Follow up on the Van Gogh/Soup girl.
If the idea was to get attention, it worked. No word yet on whether it moves the needle on actually deploying new clean energy. Stay tuned.

Meanwhile, you have to admit, it got more ink and clicks than the poor misguided soul who literally lit himself on Fire last spring.

Fortune:

“We’re doing these actions to get media attention because we need to get people talking about this now,” one of the protesters, Phoebe Plummer, said in a video. “And we know that civil resistance works. History has shown us that it works.”

“Is art worth more than life? More than food? More than justice?” The group tweeted alongside a photo of the two protesters. “The cost-of-living crisis and climate crisis is driven by oil and gas.” 

Plummer said she recognizes that it seems ridiculous to cover a famous painting in soup, and stressed that she would have never done it if the painting wasn’t encased in glass. The oil painting wasn’t damaged by the soup throwing, but its frame was. 

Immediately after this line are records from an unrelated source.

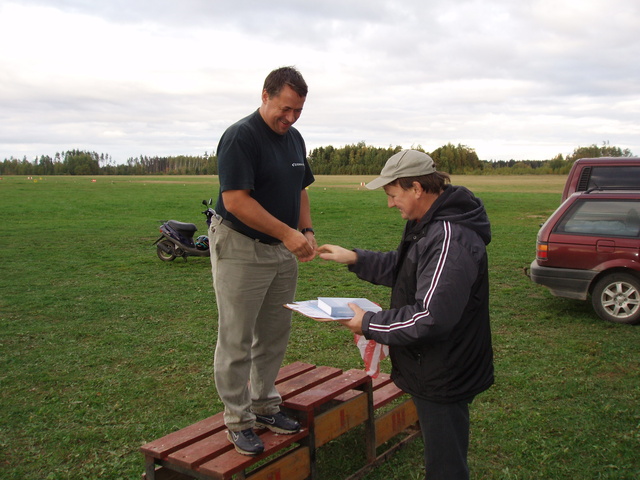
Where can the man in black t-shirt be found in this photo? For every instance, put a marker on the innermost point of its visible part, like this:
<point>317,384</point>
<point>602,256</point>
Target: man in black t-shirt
<point>264,227</point>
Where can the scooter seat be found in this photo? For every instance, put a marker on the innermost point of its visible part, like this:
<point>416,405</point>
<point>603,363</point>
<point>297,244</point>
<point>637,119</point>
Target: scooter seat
<point>183,227</point>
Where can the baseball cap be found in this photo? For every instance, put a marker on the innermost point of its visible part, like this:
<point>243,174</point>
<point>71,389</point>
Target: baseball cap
<point>407,163</point>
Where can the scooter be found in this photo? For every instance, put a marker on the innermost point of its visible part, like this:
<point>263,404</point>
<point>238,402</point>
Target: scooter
<point>176,238</point>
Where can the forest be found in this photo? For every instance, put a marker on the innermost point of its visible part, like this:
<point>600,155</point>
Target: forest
<point>356,159</point>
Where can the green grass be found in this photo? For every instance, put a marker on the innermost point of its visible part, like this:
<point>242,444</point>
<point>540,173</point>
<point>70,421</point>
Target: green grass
<point>104,348</point>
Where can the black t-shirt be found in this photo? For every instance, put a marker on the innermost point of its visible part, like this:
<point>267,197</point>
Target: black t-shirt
<point>273,167</point>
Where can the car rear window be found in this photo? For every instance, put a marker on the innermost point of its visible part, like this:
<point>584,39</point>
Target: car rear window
<point>609,176</point>
<point>618,218</point>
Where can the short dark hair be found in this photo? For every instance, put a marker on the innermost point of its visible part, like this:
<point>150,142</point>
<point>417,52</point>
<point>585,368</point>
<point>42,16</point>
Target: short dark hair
<point>431,183</point>
<point>282,76</point>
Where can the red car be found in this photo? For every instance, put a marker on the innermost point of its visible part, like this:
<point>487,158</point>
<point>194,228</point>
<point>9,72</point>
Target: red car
<point>603,172</point>
<point>591,245</point>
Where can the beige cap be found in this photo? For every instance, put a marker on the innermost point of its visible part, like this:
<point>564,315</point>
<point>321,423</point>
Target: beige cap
<point>407,163</point>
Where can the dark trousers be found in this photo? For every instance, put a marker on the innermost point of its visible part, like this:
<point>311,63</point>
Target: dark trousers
<point>445,431</point>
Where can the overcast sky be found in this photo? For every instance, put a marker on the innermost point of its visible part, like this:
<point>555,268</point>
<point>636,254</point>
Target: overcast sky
<point>511,79</point>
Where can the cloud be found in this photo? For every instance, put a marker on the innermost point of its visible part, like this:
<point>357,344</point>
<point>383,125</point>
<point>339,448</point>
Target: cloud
<point>523,80</point>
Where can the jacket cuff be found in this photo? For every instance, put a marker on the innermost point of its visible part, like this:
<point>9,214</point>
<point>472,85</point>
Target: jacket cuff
<point>365,324</point>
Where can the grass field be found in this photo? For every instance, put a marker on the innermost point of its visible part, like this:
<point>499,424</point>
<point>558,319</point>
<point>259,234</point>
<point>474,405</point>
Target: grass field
<point>104,348</point>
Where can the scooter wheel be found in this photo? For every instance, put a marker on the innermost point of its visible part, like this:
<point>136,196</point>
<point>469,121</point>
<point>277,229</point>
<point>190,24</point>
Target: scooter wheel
<point>165,251</point>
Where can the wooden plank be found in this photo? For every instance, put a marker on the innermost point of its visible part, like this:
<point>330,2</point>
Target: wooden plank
<point>303,382</point>
<point>163,473</point>
<point>292,370</point>
<point>179,439</point>
<point>295,465</point>
<point>201,451</point>
<point>385,395</point>
<point>229,463</point>
<point>380,381</point>
<point>312,398</point>
<point>395,421</point>
<point>340,419</point>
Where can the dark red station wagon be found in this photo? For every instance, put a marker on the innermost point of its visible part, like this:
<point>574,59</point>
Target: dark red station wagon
<point>591,246</point>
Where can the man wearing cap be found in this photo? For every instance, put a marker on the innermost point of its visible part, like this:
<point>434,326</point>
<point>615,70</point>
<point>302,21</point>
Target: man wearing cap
<point>437,326</point>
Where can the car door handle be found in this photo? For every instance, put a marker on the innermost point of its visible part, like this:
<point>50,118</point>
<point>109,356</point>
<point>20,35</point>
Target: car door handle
<point>605,246</point>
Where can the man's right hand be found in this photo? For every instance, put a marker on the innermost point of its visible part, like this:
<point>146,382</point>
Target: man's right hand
<point>298,244</point>
<point>337,254</point>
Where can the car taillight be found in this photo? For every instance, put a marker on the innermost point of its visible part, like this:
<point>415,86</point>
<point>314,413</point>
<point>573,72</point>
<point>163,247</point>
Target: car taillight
<point>541,251</point>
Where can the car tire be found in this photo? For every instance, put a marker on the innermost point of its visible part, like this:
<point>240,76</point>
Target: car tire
<point>616,298</point>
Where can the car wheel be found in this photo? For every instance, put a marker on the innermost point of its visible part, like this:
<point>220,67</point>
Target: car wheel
<point>616,298</point>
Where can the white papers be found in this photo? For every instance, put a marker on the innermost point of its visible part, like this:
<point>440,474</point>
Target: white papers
<point>339,306</point>
<point>311,309</point>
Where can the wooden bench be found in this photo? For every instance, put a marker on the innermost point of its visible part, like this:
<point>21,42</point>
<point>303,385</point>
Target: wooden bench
<point>328,403</point>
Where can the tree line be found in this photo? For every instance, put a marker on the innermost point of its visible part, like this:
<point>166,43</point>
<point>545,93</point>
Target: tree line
<point>357,159</point>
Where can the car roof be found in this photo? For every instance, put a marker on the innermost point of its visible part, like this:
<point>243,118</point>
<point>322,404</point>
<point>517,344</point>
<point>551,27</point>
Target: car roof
<point>600,192</point>
<point>601,160</point>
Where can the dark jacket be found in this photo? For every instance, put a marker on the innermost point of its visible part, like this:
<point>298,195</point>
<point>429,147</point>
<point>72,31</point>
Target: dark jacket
<point>437,328</point>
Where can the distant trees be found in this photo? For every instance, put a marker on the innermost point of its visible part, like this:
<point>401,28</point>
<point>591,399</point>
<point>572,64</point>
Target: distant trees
<point>356,159</point>
<point>77,162</point>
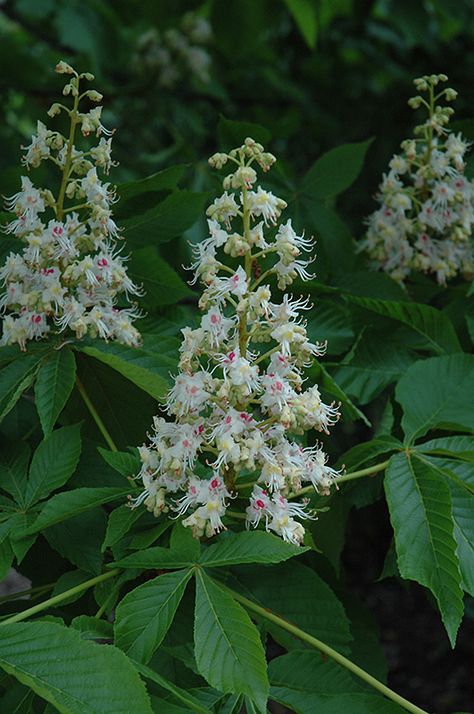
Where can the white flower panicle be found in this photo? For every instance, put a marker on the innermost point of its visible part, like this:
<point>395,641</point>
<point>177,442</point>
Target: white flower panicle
<point>177,54</point>
<point>69,274</point>
<point>424,222</point>
<point>238,402</point>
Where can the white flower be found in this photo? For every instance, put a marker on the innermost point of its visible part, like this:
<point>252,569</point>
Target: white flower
<point>233,407</point>
<point>265,204</point>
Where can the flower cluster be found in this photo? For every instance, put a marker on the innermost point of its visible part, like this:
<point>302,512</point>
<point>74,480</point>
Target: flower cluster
<point>238,401</point>
<point>69,274</point>
<point>176,53</point>
<point>426,212</point>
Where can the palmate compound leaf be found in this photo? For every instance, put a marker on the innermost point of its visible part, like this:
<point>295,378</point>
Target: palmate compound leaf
<point>14,379</point>
<point>298,595</point>
<point>145,614</point>
<point>75,675</point>
<point>232,549</point>
<point>228,650</point>
<point>307,683</point>
<point>256,547</point>
<point>53,386</point>
<point>421,511</point>
<point>53,462</point>
<point>148,369</point>
<point>70,503</point>
<point>437,392</point>
<point>459,477</point>
<point>433,326</point>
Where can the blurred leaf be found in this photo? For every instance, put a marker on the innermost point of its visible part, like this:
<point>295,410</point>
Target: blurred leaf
<point>162,285</point>
<point>335,171</point>
<point>305,14</point>
<point>160,181</point>
<point>432,325</point>
<point>232,134</point>
<point>168,220</point>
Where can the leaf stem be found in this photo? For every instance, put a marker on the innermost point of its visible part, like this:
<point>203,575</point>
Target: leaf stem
<point>100,424</point>
<point>38,590</point>
<point>322,647</point>
<point>59,598</point>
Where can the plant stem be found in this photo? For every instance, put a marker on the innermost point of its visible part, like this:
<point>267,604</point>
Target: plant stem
<point>100,424</point>
<point>322,647</point>
<point>59,598</point>
<point>68,159</point>
<point>39,589</point>
<point>351,476</point>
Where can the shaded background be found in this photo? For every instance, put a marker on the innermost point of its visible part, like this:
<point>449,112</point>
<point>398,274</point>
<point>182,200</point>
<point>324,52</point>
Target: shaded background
<point>314,74</point>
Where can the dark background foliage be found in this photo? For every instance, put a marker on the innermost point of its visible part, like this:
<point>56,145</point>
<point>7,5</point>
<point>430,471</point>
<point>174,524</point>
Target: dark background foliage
<point>340,74</point>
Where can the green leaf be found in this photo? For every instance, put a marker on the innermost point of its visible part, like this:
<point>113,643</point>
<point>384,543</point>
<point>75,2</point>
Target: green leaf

The National Gallery released a statement after the protest, confirming that the “painting is unharmed,” despite “minimal damages to the frame.” The museum did not address the politics behind the protest. 

“We’re not asking the question ‘Should everybody be throwing soup on paintings?’” Plummer said. “What we’re doing is getting the conversation going so we can ask the questions that matter.”

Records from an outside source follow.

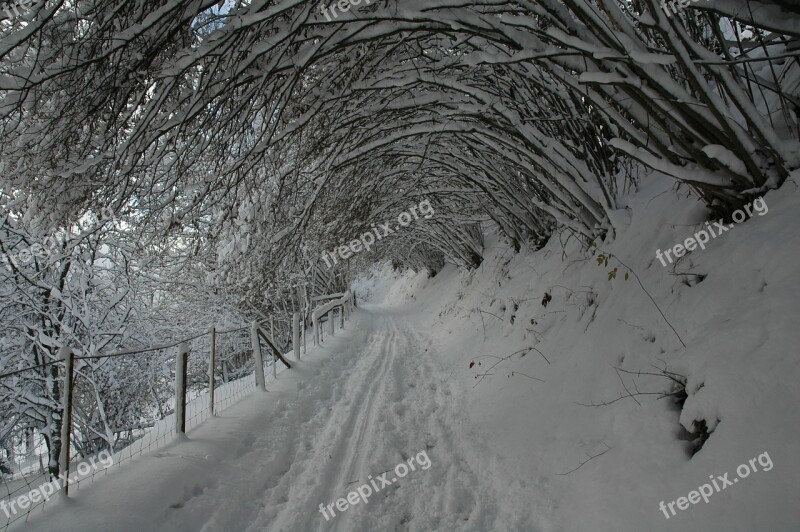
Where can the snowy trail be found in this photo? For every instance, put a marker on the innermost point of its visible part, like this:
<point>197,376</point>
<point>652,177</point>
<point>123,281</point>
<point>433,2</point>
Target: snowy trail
<point>372,398</point>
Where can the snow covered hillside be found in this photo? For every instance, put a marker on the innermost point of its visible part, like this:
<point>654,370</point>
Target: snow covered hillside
<point>520,385</point>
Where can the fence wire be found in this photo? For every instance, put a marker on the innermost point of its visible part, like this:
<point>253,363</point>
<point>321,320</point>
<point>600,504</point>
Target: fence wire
<point>120,410</point>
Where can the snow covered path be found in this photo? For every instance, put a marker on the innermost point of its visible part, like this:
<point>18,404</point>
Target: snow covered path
<point>372,398</point>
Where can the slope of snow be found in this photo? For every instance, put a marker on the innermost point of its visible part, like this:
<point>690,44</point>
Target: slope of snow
<point>497,388</point>
<point>371,399</point>
<point>735,306</point>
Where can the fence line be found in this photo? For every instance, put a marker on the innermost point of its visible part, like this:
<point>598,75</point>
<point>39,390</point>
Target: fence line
<point>170,403</point>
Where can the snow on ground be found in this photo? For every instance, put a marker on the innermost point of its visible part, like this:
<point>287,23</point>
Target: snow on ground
<point>735,305</point>
<point>356,408</point>
<point>514,442</point>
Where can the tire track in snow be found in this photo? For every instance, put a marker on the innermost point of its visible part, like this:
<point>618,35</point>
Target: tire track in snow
<point>393,403</point>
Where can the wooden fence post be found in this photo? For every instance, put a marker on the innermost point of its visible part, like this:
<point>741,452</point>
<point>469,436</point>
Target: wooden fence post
<point>181,363</point>
<point>66,354</point>
<point>296,335</point>
<point>212,362</point>
<point>259,362</point>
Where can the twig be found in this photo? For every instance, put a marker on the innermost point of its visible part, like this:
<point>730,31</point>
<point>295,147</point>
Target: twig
<point>648,295</point>
<point>525,375</point>
<point>591,457</point>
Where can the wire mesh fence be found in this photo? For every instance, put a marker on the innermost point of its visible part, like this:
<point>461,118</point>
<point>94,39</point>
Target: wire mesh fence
<point>122,405</point>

To her that means asking why the U.K.’s recently appointed prime minister, Liz Truss, is approving over 100 new fossil fuel licenses. Why are fossil fuels subsidized 30 times more than renewables, when offshore wind is nine times cheaper? And why, when winter comes, will people be forced to choose between “heating and eating”?

and, BTW, she’s right about the competitive price of offshore wind.

Carbon Brief:

A UK government auction has secured a record 11 gigawatts (GW) of new renewable energy capacity that will generate electricity nine times more cheaply than current gas prices.

The projects are all due to start operating within the next five years up to 2026/27 and have agreed to generate electricity for an average price of £48 per megawatt hour (MWh) in today’s money. This is nine times cheaper than the £446/MWh current cost of running gas-fired power stations.

(Update 24/08/2022: The article was updated with the latest power prices, which have risen significantly.)

Most of the new capacity – some 7GW – will be offshore wind. Notably, for the first time, these projects were cheaper than the 1.5GW of onshore wind or 2.2GW of solar.

Once the pre-approved projects are built, Carbon Brief estimates they will generate 45 terawatt hours (TWh) of electricity per year, enough to meet around 14% of current UK demand.

Analysts said they would also save consumers an estimated £1.5bn per year in the late 2020s and cut annual average bills by £58, with most of the projects effectively subsidy-free.